The Triton Malware Attack
Completely unsolved cybercrime cases are relatively rare. Normally when an attack ensues, one of the most important proceedings is to trace it back to the attacker. This is especially important when looking into dangerous malware. However, the Triton Malware attack of 2017 is one of the most dangerous cases of malware ever seen, and it has gone completely unsolved.
What are SIS?
In order to understand this malware, we first have to understand Safety Instrumented Systems (SIS). These systems are hardware and software controls put in place to prevent system malfunctions that can lead to disaster. These systems are specifically distributed to chemical, nuclear, electrical, or mechanical plants as safety precautions. They aren’t used day to day, but they are always ready in case an unsafe process occurs, and the entire plant needs to shut down. They are created to detect dangerous conditions in the plant and immediately begin a process to return to safe levels or complete shutdown to prevent catastrophic levels of damage.
Triton’s Attack
Triton malware targeted the SIS systems at a Saudi Arabian oil refinery in 2017. Their SIS, called Triconex, was attacked by Triton with the goal of remote takeover. Thankfully another safety system noticed the change in code of Triconex and began a shut down before the attack was complete. Just a couple of months later the same thing happened again. Only after the second shutdown were investigators called to look into the internal systems of the plant.
The What If...
The scariest part of this attack is what could have happened had the attackers succeeded. Triton was meant to shut down the plant’s SIS, effectively getting rid of its last line of defense. If the attackers also planned to take over the mechanical systems of the plant, which was most likely their next step, then they would have been able to run unsafe processes and cause a lot of damage. The worst-case scenario is that toxic hydrogen sulfide gas would be released and would result in massive explosions within the plant. These explosions would also affect surrounding areas, filling the air with toxic chemicals.
Thankfully the plant was shut down before this could happen. However, when investigators were eventually called in, they didn’t have much success beyond diagnosing the attack.
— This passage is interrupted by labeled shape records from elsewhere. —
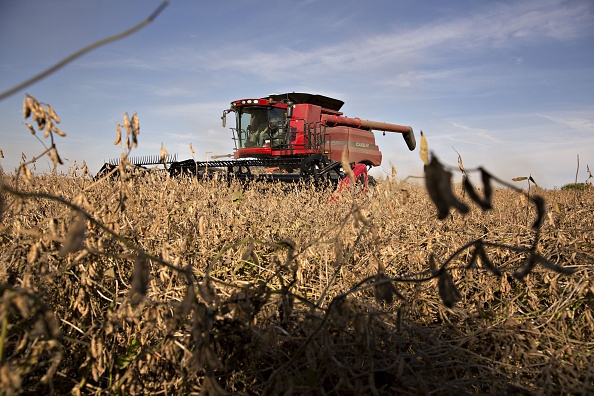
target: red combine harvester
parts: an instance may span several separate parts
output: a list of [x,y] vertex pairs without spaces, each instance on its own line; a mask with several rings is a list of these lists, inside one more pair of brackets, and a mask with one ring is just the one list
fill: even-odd
[[[415,149],[411,127],[345,117],[340,112],[343,104],[341,100],[308,93],[233,101],[223,112],[222,121],[225,127],[227,114],[235,113],[235,128],[231,128],[234,159],[169,161],[169,172],[211,178],[209,170],[217,169],[224,170],[229,180],[336,184],[345,175],[341,162],[345,149],[350,164],[364,164],[367,168],[381,164],[382,153],[373,130],[401,133],[408,148]],[[131,162],[138,166],[162,163],[149,158]]]

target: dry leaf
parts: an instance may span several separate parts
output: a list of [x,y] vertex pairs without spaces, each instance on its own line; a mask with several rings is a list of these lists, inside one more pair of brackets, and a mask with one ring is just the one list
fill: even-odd
[[73,221],[68,227],[68,234],[66,241],[60,249],[60,256],[65,256],[68,253],[77,252],[85,239],[87,218],[84,214],[79,213],[76,221]]
[[425,165],[429,165],[429,148],[423,131],[421,131],[421,149],[419,150],[419,156]]
[[134,259],[134,271],[132,272],[131,282],[131,303],[138,305],[146,296],[149,284],[150,268],[145,257],[142,255],[136,256]]
[[454,284],[452,276],[447,271],[443,271],[439,276],[437,287],[443,304],[448,308],[452,308],[462,299],[462,295]]

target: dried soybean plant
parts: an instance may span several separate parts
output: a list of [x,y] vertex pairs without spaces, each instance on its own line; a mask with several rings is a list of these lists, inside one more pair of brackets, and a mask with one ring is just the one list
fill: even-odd
[[[133,148],[132,136],[128,142]],[[426,142],[421,146],[428,152]],[[587,315],[589,284],[574,291],[564,278],[535,268],[553,261],[537,249],[544,201],[530,198],[537,227],[514,234],[513,242],[465,242],[493,228],[470,204],[486,218],[497,194],[507,192],[478,170],[482,193],[469,180],[464,202],[451,172],[435,157],[427,161],[429,198],[395,180],[380,183],[373,199],[349,191],[332,201],[332,191],[313,186],[295,194],[280,185],[154,173],[92,183],[72,200],[6,186],[4,196],[34,205],[2,218],[2,258],[9,263],[2,278],[9,292],[1,300],[8,312],[0,337],[3,389],[383,395],[501,393],[506,385],[547,389],[549,381],[548,389],[588,390],[588,338],[573,348],[574,364],[560,354],[559,364],[545,360],[538,346],[521,347],[556,343],[546,320],[566,308]],[[118,199],[123,188],[125,206]],[[431,202],[442,221],[434,221]],[[454,216],[453,208],[466,216]],[[57,219],[58,212],[65,214]],[[557,246],[558,262],[571,258],[563,245],[546,242],[543,249]],[[506,276],[510,268],[516,278]],[[535,287],[537,276],[551,285],[548,294]],[[519,278],[524,285],[512,283]],[[479,287],[492,294],[479,296]],[[510,290],[519,297],[505,300]],[[15,292],[23,296],[18,301]],[[574,308],[573,295],[582,305]],[[528,305],[540,299],[551,310],[543,321],[501,320],[518,318],[505,306],[523,304],[532,315],[538,306]],[[580,320],[583,326],[560,331],[585,332]],[[571,380],[573,368],[585,374]]]
[[[58,154],[58,148],[56,147],[55,136],[65,137],[66,133],[58,128],[60,123],[60,117],[56,114],[54,109],[47,103],[41,103],[33,96],[26,94],[25,99],[23,100],[23,117],[25,120],[31,117],[33,123],[25,123],[29,131],[32,135],[34,135],[37,140],[44,146],[45,150],[39,154],[38,156],[33,157],[31,160],[26,161],[26,157],[23,154],[23,162],[19,165],[17,170],[17,181],[18,176],[23,173],[26,180],[30,179],[31,171],[27,167],[30,164],[35,164],[35,162],[47,155],[50,160],[52,161],[55,168],[59,165],[63,165],[64,162],[60,155]],[[37,130],[36,130],[37,129]],[[41,140],[37,134],[37,132],[43,132],[44,139],[50,139],[49,146]]]

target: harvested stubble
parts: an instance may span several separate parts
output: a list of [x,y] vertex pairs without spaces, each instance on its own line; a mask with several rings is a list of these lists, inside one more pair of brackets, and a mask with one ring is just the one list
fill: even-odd
[[[518,281],[527,253],[505,246],[531,246],[535,213],[504,189],[494,210],[444,221],[423,188],[394,181],[338,202],[153,173],[23,190],[37,195],[2,195],[7,394],[594,392],[592,191],[540,192],[539,251],[577,272]],[[70,253],[81,215],[65,202],[88,215]],[[451,309],[436,278],[413,281],[478,238],[501,245],[485,247],[501,277],[463,251]]]

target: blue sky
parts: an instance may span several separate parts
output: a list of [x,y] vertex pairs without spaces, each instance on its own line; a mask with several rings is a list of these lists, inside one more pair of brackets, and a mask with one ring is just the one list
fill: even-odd
[[[0,92],[160,3],[0,1]],[[233,150],[220,123],[232,100],[287,91],[341,99],[349,117],[410,125],[417,140],[423,130],[442,162],[456,165],[458,151],[467,168],[505,179],[560,187],[574,181],[579,155],[584,181],[586,164],[594,170],[594,2],[172,0],[132,36],[0,101],[0,165],[10,172],[22,152],[42,151],[24,125],[25,93],[62,119],[61,156],[96,172],[121,152],[113,141],[125,112],[140,118],[133,155],[156,155],[163,143],[187,159],[192,143],[204,160]],[[390,173],[391,162],[399,178],[422,174],[418,150],[399,135],[376,141],[384,159],[374,173]]]

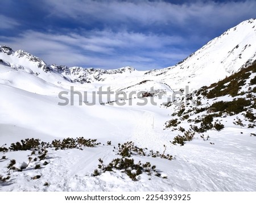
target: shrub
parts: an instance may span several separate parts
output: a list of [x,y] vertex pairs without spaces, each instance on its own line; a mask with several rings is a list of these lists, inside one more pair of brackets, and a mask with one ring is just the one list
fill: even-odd
[[250,81],[250,84],[256,84],[256,76],[255,76],[254,78],[251,79],[251,81]]
[[93,176],[96,176],[101,174],[101,172],[106,171],[113,171],[114,170],[119,170],[125,172],[133,181],[139,180],[138,176],[143,172],[148,175],[151,175],[153,173],[159,175],[159,173],[156,171],[156,166],[151,166],[150,162],[142,164],[141,162],[134,163],[133,159],[127,158],[114,159],[108,165],[105,165],[101,159],[99,159],[100,164],[98,167],[100,170],[95,170]]
[[0,181],[2,182],[6,182],[6,180],[9,180],[10,179],[11,176],[8,176],[7,177],[3,177],[2,176],[0,175]]
[[207,115],[205,116],[202,119],[202,122],[201,122],[201,128],[204,131],[207,131],[210,130],[213,128],[213,125],[212,122],[213,121],[213,115]]
[[143,149],[134,146],[134,143],[131,141],[127,142],[122,145],[119,143],[118,151],[118,154],[123,157],[130,157],[133,154],[138,155],[146,155]]
[[29,150],[38,149],[40,147],[40,140],[39,139],[27,138],[22,139],[20,142],[12,143],[10,149],[13,151]]
[[215,108],[217,111],[226,111],[229,113],[238,114],[245,110],[245,107],[251,104],[251,102],[244,98],[234,99],[232,102],[217,102],[211,105]]
[[248,119],[249,121],[254,122],[256,120],[256,116],[254,116],[254,113],[251,112],[251,111],[247,111],[244,114],[246,118]]
[[242,122],[242,120],[240,118],[238,118],[238,117],[237,117],[237,120],[233,122],[233,123],[236,125],[240,125],[242,127],[245,126],[245,125]]
[[0,147],[0,152],[6,152],[8,151],[8,149],[7,149],[6,147],[5,147],[4,146],[6,145],[6,144],[3,145],[1,147]]
[[156,151],[156,153],[154,153],[153,150],[150,151],[150,155],[153,158],[156,157],[160,157],[161,158],[166,159],[170,160],[171,160],[172,159],[172,156],[170,155],[170,154],[165,155],[164,153],[166,150],[167,146],[164,145],[164,150],[163,152],[163,154],[160,154],[160,153],[158,151]]
[[184,136],[177,135],[174,138],[174,141],[170,142],[173,145],[176,145],[177,143],[180,144],[180,146],[183,146],[185,141],[191,141],[193,139],[195,132],[192,133],[189,130],[186,131]]
[[214,124],[213,125],[213,127],[216,129],[217,131],[220,131],[222,130],[223,128],[224,128],[224,125],[220,123],[220,121],[217,120],[214,122]]
[[170,128],[170,127],[176,127],[179,124],[180,124],[180,121],[178,121],[177,119],[172,119],[165,123],[166,128]]
[[14,166],[16,164],[16,160],[15,159],[12,159],[10,161],[10,163],[7,166],[7,172],[9,172],[11,170],[15,170],[16,168]]
[[41,166],[40,164],[36,164],[35,166],[35,169],[40,169],[41,168]]

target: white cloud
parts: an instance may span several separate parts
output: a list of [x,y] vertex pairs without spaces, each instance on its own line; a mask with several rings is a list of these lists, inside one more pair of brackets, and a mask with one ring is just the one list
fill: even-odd
[[164,67],[159,58],[170,60],[171,65],[174,58],[166,49],[183,40],[180,37],[108,30],[65,35],[30,30],[14,37],[0,37],[1,44],[24,49],[49,64],[108,69],[127,65],[139,69]]
[[0,29],[10,29],[19,26],[14,19],[0,14]]
[[[227,23],[232,19],[255,17],[256,2],[196,1],[175,5],[162,1],[47,0],[51,15],[71,18],[84,22],[100,20],[133,22],[144,24],[187,24],[197,22],[207,26]],[[247,17],[248,18],[248,17]]]

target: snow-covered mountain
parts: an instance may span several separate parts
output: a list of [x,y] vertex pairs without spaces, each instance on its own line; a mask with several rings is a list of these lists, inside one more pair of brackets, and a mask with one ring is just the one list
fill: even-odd
[[[0,191],[255,191],[255,27],[245,21],[176,65],[144,71],[50,65],[1,46]],[[175,105],[185,85],[195,91]],[[75,104],[58,105],[71,86]],[[129,95],[88,105],[100,87]],[[130,95],[151,87],[155,95]]]
[[196,89],[230,75],[256,61],[256,19],[244,21],[174,66],[150,71],[174,89]]
[[[103,70],[49,65],[24,50],[14,52],[6,46],[1,46],[0,61],[2,65],[34,74],[46,81],[48,79],[46,74],[59,74],[56,77],[60,82],[63,79],[81,84],[101,82],[102,85],[111,85],[113,82],[119,83],[119,89],[131,84],[135,87],[142,81],[154,81],[166,84],[172,90],[184,88],[186,85],[195,90],[222,79],[255,62],[255,41],[256,20],[250,19],[228,29],[175,66],[163,69],[139,71],[130,66]],[[134,77],[131,81],[131,77]]]

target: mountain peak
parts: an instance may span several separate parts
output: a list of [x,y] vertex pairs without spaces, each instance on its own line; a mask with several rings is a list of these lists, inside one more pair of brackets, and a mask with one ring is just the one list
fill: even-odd
[[0,46],[0,52],[3,52],[8,55],[11,55],[14,53],[14,51],[9,46],[1,45]]

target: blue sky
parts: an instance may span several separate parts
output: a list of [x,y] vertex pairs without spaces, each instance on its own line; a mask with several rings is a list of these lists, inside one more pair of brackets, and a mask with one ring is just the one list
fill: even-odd
[[5,0],[0,44],[49,64],[159,69],[256,18],[255,11],[254,0]]

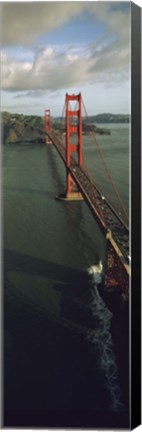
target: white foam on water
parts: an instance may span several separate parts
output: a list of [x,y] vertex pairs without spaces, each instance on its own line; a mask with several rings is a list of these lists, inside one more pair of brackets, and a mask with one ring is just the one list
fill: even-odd
[[[93,280],[94,274],[92,274]],[[91,300],[88,306],[93,317],[96,318],[96,329],[94,334],[91,333],[90,335],[88,332],[87,339],[95,344],[95,349],[97,349],[99,367],[104,372],[105,386],[110,392],[111,408],[114,411],[121,411],[123,403],[121,401],[116,357],[110,332],[112,313],[107,309],[100,297],[96,284],[92,284]]]

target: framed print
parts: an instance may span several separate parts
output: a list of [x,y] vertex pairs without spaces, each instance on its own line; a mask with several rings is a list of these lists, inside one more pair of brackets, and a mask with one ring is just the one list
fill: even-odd
[[140,424],[141,10],[1,2],[4,428]]

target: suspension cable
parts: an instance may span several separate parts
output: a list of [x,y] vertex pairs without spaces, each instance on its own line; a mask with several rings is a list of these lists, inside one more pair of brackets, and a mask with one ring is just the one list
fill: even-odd
[[[83,102],[83,108],[84,108],[84,111],[85,111],[86,117],[88,118],[88,114],[87,114],[87,111],[86,111],[86,108],[85,108],[85,105],[84,105],[84,101],[82,100],[82,102]],[[105,168],[106,174],[107,174],[107,176],[108,176],[108,178],[109,178],[109,180],[110,180],[110,183],[111,183],[112,188],[113,188],[113,190],[114,190],[114,192],[115,192],[115,194],[116,194],[116,196],[117,196],[117,198],[118,198],[118,201],[119,201],[119,203],[120,203],[120,205],[121,205],[121,207],[122,207],[122,209],[123,209],[123,212],[124,212],[124,214],[125,214],[125,217],[126,217],[126,219],[129,221],[128,213],[127,213],[127,211],[126,211],[126,209],[125,209],[125,207],[124,207],[123,201],[122,201],[122,199],[121,199],[121,197],[120,197],[120,195],[119,195],[119,193],[118,193],[118,191],[117,191],[117,188],[116,188],[116,185],[115,185],[114,180],[113,180],[113,178],[112,178],[112,175],[111,175],[111,173],[110,173],[110,170],[109,170],[109,168],[108,168],[108,166],[107,166],[107,164],[106,164],[106,161],[105,161],[105,159],[104,159],[104,156],[103,156],[102,150],[101,150],[101,148],[100,148],[100,146],[99,146],[99,143],[98,143],[98,141],[97,141],[97,139],[96,139],[96,135],[95,135],[95,132],[94,132],[94,130],[93,130],[93,127],[91,127],[91,125],[89,125],[89,126],[90,126],[90,129],[91,129],[92,133],[93,133],[93,136],[94,136],[94,139],[95,139],[95,145],[96,145],[96,148],[97,148],[98,153],[99,153],[99,155],[100,155],[100,158],[101,158],[101,161],[102,161],[102,163],[103,163],[103,166],[104,166],[104,168]]]

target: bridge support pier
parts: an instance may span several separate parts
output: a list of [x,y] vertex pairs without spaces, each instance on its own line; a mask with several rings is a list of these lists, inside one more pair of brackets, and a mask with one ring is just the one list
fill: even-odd
[[127,272],[127,265],[124,266],[122,260],[124,259],[120,250],[115,250],[112,246],[109,237],[107,239],[107,252],[106,252],[106,272],[104,287],[106,291],[119,290],[122,299],[128,300],[129,298],[129,274]]

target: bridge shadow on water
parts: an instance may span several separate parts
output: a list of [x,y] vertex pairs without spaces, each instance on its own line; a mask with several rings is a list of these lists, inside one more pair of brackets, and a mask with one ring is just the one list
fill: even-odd
[[[17,289],[11,281],[12,273],[26,274],[25,293],[20,282]],[[29,297],[31,276],[39,278],[39,289],[41,278],[50,279],[48,291],[58,297],[58,314],[46,302],[38,304],[33,292]],[[94,427],[106,427],[106,422],[108,427],[128,426],[125,408],[115,412],[111,405],[100,367],[98,347],[105,327],[108,337],[111,317],[97,296],[98,313],[92,313],[91,291],[86,272],[4,251],[5,426],[41,426],[44,419],[46,427],[83,427],[85,422],[89,427],[92,414]]]

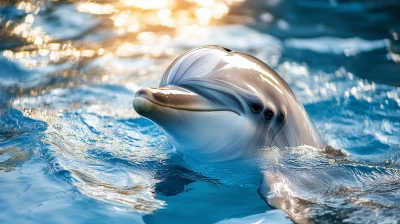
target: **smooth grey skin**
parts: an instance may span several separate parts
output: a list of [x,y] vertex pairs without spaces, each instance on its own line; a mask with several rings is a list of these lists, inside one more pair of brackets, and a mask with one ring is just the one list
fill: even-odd
[[273,69],[221,46],[179,56],[159,88],[136,92],[133,107],[160,126],[179,152],[201,162],[272,146],[324,147],[303,105]]

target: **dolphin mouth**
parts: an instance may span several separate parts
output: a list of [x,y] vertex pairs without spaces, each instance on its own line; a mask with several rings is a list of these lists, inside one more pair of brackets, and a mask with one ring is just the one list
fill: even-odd
[[178,86],[160,88],[142,88],[135,94],[133,108],[143,115],[151,111],[151,104],[185,111],[231,111],[240,113],[227,105],[220,104],[206,97]]

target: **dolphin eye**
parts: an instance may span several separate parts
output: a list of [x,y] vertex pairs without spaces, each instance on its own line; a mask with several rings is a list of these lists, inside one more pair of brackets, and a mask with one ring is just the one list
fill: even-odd
[[264,117],[267,120],[271,120],[272,118],[274,118],[274,112],[271,109],[266,109],[264,111]]
[[250,110],[255,114],[259,114],[262,111],[262,105],[260,103],[252,103],[250,104]]

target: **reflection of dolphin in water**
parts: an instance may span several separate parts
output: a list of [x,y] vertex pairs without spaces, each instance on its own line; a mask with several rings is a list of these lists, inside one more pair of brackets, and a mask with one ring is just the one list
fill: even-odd
[[135,110],[157,123],[178,151],[215,162],[269,146],[323,142],[288,84],[262,61],[223,47],[190,50],[159,88],[143,88]]
[[[185,157],[201,162],[233,160],[271,146],[324,147],[302,104],[275,71],[219,46],[181,55],[159,88],[136,93],[133,106],[164,129]],[[259,191],[264,198],[268,182]]]

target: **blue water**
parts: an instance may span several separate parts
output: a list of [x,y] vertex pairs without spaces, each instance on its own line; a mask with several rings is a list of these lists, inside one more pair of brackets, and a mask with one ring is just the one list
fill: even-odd
[[[395,1],[0,3],[0,223],[400,221]],[[273,67],[329,145],[191,164],[132,99],[191,47]],[[251,160],[253,161],[253,160]],[[308,183],[308,184],[304,184]],[[291,219],[288,218],[291,217]]]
In recent years the only progress that has been made on the case is that cybersecurity firms have been able to trace the hacker's activity in the system all the way back to 2014. Meaning that the hackers had been in the plants systems for years before finding a way to target the SIS. Since that finding, a cybersecurity firm, FireEye, has been able to track down the location of where the first attack originated. At first many people thought Triton had come from Iran due to their political clashes with Saudi Arabia. FireEye did a thorough search into all the petrochemical company’s networks and found a file that has been left behind during the development of the malware. The file contained an IP address registered to the Central Scientific Research Institute of Chemistry and Mechanics at Moscow. The institute is government owned and focuses on industrial infrastructure and safety. That being said, no solid evidence has been found apart from the IP address and no arrests have ever been made.
Why Was Triton So Important?
To understand the true gravity of this attack, we have to break down the intentions of the hackers. Their goal was to knock out the safety systems of a petrochemical plant. The result would have been loss of life at an extreme capacity. This is one of the few cases where a cyberattack’s goal was such extreme physical harm. Another example would include Stuxnet, which we have previously discussed. An attack of this magnitude was a huge development in the cyber world as it showed us what really happens when cybercrime goes unchecked. Although Triton is still unsolved, it taught us the importance of paying attention to unlikely targets. Industrial companies focus a lot of energy on the safety of their equipment and processes, but Triton was a wakeup call. Now, more than ever it is important to ensure the safety of software applications. Even years later, we can look back on Triton as a reminder that risks are everywhere and to avoid them, we have to pay attention to threats at every level.